Building Inoculation

What does media literacy look like in this landscape? It means detecting the telltale signs of OPE:

  • Uniform Surges: Are identical phrases appearing simultaneously across news outlets and social media?
  • Emotive Frames: Does coverage push outrage before evidence is fully presented?
  • Suppressed Counterpoints: Are inconvenient facts downplayed or omitted?
  • Pre-seeded Narratives: Does the framing seem rehearsed, echoing earlier campaigns?
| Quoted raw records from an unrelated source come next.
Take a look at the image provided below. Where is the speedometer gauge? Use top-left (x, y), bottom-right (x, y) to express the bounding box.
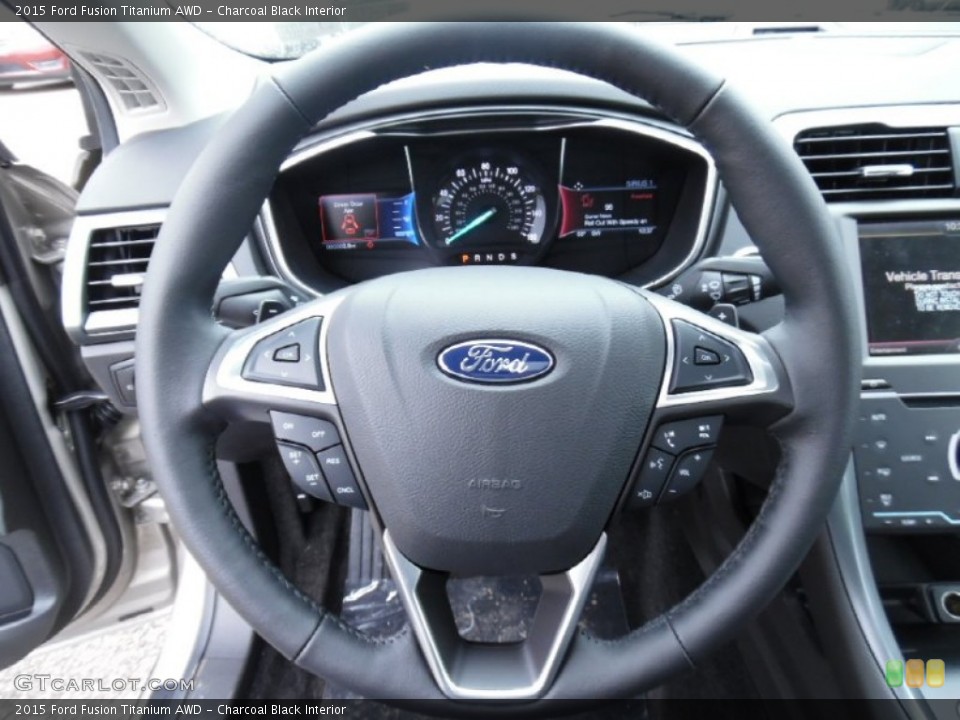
top-left (431, 158), bottom-right (548, 255)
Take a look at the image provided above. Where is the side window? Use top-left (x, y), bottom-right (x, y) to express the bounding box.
top-left (0, 20), bottom-right (86, 187)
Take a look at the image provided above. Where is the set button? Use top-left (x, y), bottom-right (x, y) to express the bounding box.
top-left (277, 442), bottom-right (333, 503)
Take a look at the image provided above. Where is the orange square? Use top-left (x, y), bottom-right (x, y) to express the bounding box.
top-left (905, 659), bottom-right (925, 688)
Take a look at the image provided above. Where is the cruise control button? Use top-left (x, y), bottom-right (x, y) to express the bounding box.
top-left (670, 320), bottom-right (752, 394)
top-left (270, 412), bottom-right (340, 452)
top-left (660, 448), bottom-right (715, 502)
top-left (317, 446), bottom-right (367, 510)
top-left (243, 317), bottom-right (323, 391)
top-left (630, 449), bottom-right (675, 508)
top-left (652, 416), bottom-right (723, 454)
top-left (277, 442), bottom-right (333, 502)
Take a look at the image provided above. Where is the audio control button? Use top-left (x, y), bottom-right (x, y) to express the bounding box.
top-left (660, 448), bottom-right (714, 502)
top-left (652, 416), bottom-right (723, 454)
top-left (630, 449), bottom-right (675, 508)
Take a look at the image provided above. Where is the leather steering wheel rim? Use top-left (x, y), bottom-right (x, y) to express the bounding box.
top-left (136, 22), bottom-right (860, 704)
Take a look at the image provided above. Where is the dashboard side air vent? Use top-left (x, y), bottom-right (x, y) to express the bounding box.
top-left (84, 224), bottom-right (160, 316)
top-left (794, 124), bottom-right (957, 202)
top-left (79, 51), bottom-right (165, 112)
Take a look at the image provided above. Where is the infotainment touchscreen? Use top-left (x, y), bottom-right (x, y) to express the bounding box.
top-left (859, 219), bottom-right (960, 357)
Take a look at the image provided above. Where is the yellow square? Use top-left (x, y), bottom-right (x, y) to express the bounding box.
top-left (926, 659), bottom-right (945, 688)
top-left (905, 659), bottom-right (925, 688)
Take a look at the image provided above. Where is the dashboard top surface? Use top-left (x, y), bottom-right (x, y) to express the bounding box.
top-left (76, 34), bottom-right (960, 215)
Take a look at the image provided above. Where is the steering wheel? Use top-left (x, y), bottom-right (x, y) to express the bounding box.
top-left (136, 22), bottom-right (859, 705)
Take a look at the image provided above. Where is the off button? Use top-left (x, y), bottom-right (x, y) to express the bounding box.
top-left (270, 411), bottom-right (340, 452)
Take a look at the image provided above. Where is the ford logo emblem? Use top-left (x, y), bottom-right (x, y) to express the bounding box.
top-left (437, 339), bottom-right (555, 385)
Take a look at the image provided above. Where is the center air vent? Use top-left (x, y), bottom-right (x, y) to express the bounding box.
top-left (794, 124), bottom-right (957, 202)
top-left (85, 224), bottom-right (160, 315)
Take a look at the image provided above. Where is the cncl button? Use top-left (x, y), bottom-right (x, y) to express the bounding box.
top-left (316, 446), bottom-right (367, 510)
The solution is not paranoia but discipline. Verify facts independently, resist outrage cycles, and name the tactic when you see it—“this is OPE unfolding.” Exposing the method robs it of its power. In the contested terrain of fifth-generation warfare, awareness is both shield and sword.

End Notes

  1. U.S. Department of Defense, Dictionary of Military and Associated Terms, s.v. “Operational Preparation of the Environment.”
  2. Britannica, “Stochastic Terrorism,” and GLAAD, “Accelerated Rhetoric and Anti-LGBTQ Incidents” (2023).
  3. The Conversation, “Media Narratives and the George Floyd Protests” (2020).
  4. Reny, T. & Newman, B. (2021). “The Opinion-Mobilizing Effect of Frames: Media Narratives in the Black Lives Matter Movement.” American Political Science Review.
  5. NBC News, “Nonbinary Identity of Colorado Springs Shooting Suspect Raises Questions” (2022).
  6. Canadian International Governance Innovation (CIGI), “Narrative Dominance in the Information Age” (2021); Army University Press, “Information Operations and the Modern Battlespace” (2020).
  7. The Arbourist, “Book Bans and Narrative Warfare: How the Edmonton Public School Board Plays the Queer Pedagogy Script,” Dead Wild Roses (August 30, 2025).